This blog is written courtesy of Interactions R&D team.
Improved artificial intelligence (AI) technologies along with the widespread availability of capable devices has led to a recent surge in speech-driven conversational systems that allow users to interact with virtual agents. Strong adoption has provided the impetus to make these conversational systems not only ubiquitous, but also increasingly available to wider markets by providing them in multiple languages. Doing so however, requires the building of multiple language-specific AI components each time. The core AI components behind these conversational spoken language understanding (SLU) systems are automatic speech recognition (ASR), natural language understanding (NLU), and dialog management (DM).

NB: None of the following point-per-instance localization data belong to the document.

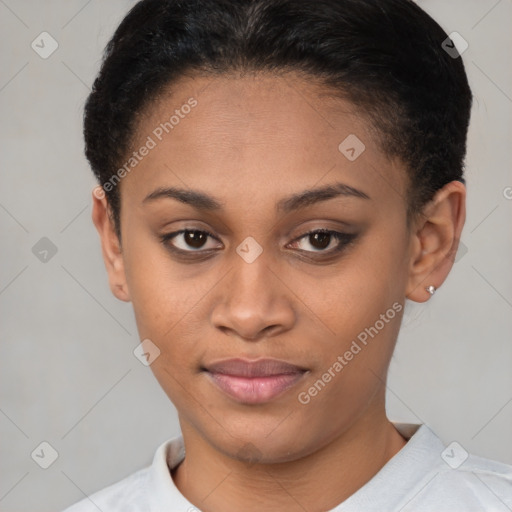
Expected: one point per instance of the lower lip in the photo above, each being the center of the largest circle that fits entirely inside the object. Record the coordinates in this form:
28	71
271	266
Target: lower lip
255	390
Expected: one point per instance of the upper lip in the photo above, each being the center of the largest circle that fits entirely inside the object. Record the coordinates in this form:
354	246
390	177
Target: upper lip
253	368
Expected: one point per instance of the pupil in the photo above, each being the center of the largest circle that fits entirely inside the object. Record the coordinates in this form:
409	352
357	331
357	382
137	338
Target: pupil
195	238
323	240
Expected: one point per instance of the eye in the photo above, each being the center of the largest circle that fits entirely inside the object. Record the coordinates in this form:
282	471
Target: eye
323	241
188	240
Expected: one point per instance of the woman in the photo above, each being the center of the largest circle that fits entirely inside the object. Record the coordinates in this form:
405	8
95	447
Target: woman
276	178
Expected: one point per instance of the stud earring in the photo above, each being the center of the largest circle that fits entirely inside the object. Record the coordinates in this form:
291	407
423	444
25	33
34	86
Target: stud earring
431	289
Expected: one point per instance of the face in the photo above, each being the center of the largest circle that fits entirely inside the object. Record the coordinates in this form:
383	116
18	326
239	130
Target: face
296	250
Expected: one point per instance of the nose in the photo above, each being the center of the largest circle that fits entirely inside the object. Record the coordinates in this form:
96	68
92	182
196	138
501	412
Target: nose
253	303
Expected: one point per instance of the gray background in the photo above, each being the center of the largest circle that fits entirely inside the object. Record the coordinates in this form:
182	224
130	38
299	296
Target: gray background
68	375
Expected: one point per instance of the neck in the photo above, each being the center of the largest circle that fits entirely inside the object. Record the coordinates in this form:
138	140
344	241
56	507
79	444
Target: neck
320	481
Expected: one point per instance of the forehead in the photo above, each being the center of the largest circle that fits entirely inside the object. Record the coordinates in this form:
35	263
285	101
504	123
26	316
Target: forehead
236	135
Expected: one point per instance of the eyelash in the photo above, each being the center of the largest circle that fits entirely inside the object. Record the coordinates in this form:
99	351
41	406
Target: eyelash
344	239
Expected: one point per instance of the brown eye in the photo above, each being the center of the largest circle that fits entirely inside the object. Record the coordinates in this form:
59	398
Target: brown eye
323	241
195	239
320	240
188	240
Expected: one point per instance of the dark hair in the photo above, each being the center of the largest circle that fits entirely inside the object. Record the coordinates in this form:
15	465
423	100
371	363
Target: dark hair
385	56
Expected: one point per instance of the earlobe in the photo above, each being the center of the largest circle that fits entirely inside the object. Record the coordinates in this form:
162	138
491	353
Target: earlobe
110	246
434	241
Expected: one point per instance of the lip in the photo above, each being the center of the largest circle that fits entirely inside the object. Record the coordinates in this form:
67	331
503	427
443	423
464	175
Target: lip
256	381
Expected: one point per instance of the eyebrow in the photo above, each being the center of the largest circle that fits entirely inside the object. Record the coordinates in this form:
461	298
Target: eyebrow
203	201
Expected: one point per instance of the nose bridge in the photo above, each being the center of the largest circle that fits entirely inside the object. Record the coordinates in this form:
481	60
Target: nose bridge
253	299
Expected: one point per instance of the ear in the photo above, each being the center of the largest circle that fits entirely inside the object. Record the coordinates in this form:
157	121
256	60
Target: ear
110	245
435	238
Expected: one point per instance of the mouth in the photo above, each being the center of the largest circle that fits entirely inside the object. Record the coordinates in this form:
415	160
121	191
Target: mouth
254	382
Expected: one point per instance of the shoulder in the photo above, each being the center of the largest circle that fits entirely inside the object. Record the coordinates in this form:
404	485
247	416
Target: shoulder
127	495
477	484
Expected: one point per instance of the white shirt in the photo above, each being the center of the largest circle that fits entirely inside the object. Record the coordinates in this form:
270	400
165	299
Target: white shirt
424	476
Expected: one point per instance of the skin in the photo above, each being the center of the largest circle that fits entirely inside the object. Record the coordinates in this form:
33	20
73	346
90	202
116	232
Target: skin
250	142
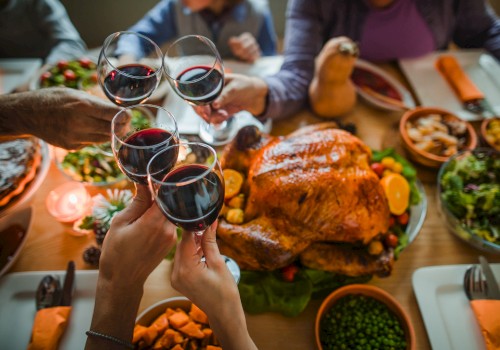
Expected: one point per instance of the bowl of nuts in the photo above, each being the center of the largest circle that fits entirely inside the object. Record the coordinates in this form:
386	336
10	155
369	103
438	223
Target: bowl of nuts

The ASR component takes the input speech signal and provides the text hypothesis that the rest of the downstream components process to ultimately return a response and act on the speaker’s requests. Building a state-of-the-art ASR system is a resource intensive process and the cost and time associated with acquiring all of the resources needed is a barrier to providing services with conversational SLU systems that can cover a large assortment of languages.
One of those resources relates to the modeling of words as units of sound. Most ASR systems today model words using sub-word units of sound called phonemes. The acoustic realization of phonemes can vary slightly depending on the preceding and following phonemes so context dependent phonemes are typically used. The mapping of sequences of phonemes to words is provided by a pronunciation model and the mappings found in the pronunciation model are derived from a hand-crafted pronunciation dictionary listing words and their pronunciations.
This presents a challenge when expanding conversational SLU services to cover many languages because acquiring good quality pronunciation dictionaries for multiple languages can be costly. Also, attention from an expert with knowledge of the language is needed for both manual tuning of the pronunciation dictionary, and for specifying the linguistic questions used when determining the set of context dependent phoneme states for acoustic modeling.
However, if graphemes (characters) are selected as the sub-word unit for modeling instead of phonemes, we can eliminate the need for pronunciation dictionaries. The mapping from sequences of graphemes to words is trivial and doesn’t require anything more than knowing how to spell the words you want to be able to recognize. This is one way to reduce resource dependencies when rapidly developing ASR for SLU in many new languages.
While graphemes are an attractive choice for their simplicity, depending on the language, it can be more difficult to model words with graphemes instead of phonemes. English has lots of irregular spellings and a low correspondence between graphemes and phonemes. For example, the letter ‘o’ can correspond to many different phonemes and is sometimes just absent from the pronunciation altogether.
However, other languages like Italian, while not perfectly phonemic, have pronunciations that tend to be more easily predicted from the word’s spelling.
It may also be the case that even if graphemes result in a more challenging modeling task for the ASR system, the impact on the downstream SLU prediction may not be so significant, particularly when ASR errors are consistent. If similar performance on the downstream SLU task can be achieved with graphemes instead of phonemes, one obstacle to rapidly deploying conversational SLU in many languages will be alleviated because pronunciation dictionaries and language-specific expertise will not be necessary for developing ASR in those languages.
We have investigated grapheme-based acoustic modeling as part of an SLU system for classifying spoken utterances in the customer care domain with several languages . We found that differences in word accuracy between grapheme-based and phoneme-based ASR tended to be small, if any, and more promisingly, the performance on the downstream spoken utterance classification task was still competitive with graphemes.
While the results with grapheme-based acoustic modeling for spoken utterance classification are encouraging, other challenges remain for rapidly deploying multilingual systems. We are also working on addressing the requirements for large amounts of transcribed, in-domain data needed for acoustic and language modeling, as well as exploring “End-to-End” approaches for classifying spoken utterances directly from the audio signal [2, 3, 4].
 Price, R., et al. “Investigating the downstream impact of grapheme-based acoustic modeling on spoken utterance classification.” in 2018 IEEE Spoken Language Technology Workshop (SLT), 2018.
 Chen, Y.P., et al. “Spoken language understanding without speech recognition.” in 2018 IEEE International Conference on Acoustics, Speech and Signal Processing (ICASSP), 2018.
 Price, R., et al. “Improved end-to-end spoken utterance classification with a self-attention acoustic classifier.” in 2020 IEEE International Conference on Acoustics, Speech and Signal Processing (ICASSP), 2020.
 Price, R. “End-To-End Spoken Language Understanding Without Matched Language Speech Model Pretraining Data.” in 2020 IEEE International Conference on Acoustics, Speech and Signal Processing (ICASSP), 2020.